Set days to -1 to disable password expiration (i.e. to ignore --mindays, and --maxdays and related settings).
Set days to 0 to enforce password change on next login. (This also disables password expiration until the password is changed.)
-E, --expire=days
Set the account expiration date to days after Jan 1 1970. Set days to -1 to disable account expiration.
-i, --interactive
Ask all questions when connecting to the user database, even if default answers are set up in libuser configuration.
-I, --inactive=days
Disable the account after days after password expires (after the user is required to change the password). Set days to -1 to keep
the account enabled indefinitely after password expiration.
-l, --list
Only list current user's policy and make no changes.
-m, --mindays=days
Require at least days days between password changes. Set days to 0 or -1 to disable this requirement.

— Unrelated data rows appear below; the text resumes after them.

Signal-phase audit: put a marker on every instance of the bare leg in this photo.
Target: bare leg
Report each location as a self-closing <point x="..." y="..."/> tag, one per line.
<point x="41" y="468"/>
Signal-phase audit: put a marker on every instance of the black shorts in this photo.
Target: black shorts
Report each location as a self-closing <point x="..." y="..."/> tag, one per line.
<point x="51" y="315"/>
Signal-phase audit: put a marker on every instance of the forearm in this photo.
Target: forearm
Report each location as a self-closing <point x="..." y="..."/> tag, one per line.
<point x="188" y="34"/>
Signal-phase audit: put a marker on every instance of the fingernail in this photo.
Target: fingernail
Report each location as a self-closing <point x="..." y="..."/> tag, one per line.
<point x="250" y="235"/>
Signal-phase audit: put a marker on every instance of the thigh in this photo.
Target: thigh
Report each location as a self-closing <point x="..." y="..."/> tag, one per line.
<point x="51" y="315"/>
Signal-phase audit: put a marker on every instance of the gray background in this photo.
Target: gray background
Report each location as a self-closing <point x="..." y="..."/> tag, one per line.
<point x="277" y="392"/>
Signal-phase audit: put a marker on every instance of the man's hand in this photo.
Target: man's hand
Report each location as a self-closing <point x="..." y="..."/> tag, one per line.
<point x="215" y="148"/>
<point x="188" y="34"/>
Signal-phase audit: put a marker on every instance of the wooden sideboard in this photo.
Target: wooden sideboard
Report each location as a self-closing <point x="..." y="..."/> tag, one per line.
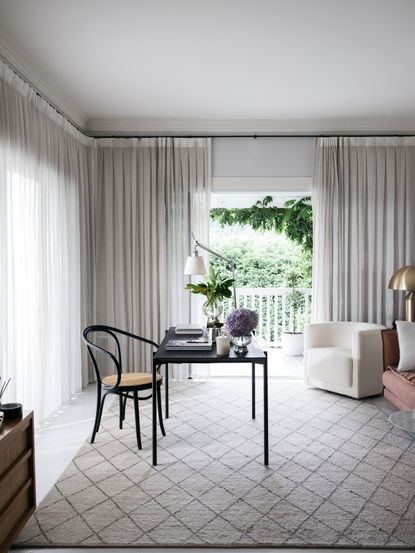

If this value is larger than the value set by --maxdays, the user cannot change the pasword.
-M, --maxdays=days
Require changing the password after days since last password change. Set days to -1 to disable password expiration.
-W, --warndays=days
Start warning the user days before password expires (before the user is required to change the password). Set days to 0 or -1 to
disable the warning.
EXIT STATUS
The exit status is 0 on success, nonzero on error.
NOTES
Note that "account expiration" (set by --expire) is distinct from "password expiration" (set by --maxdays). Account expiration happens on
a fixed date regardless of password changes. Password expiration is relative to the date of last password change.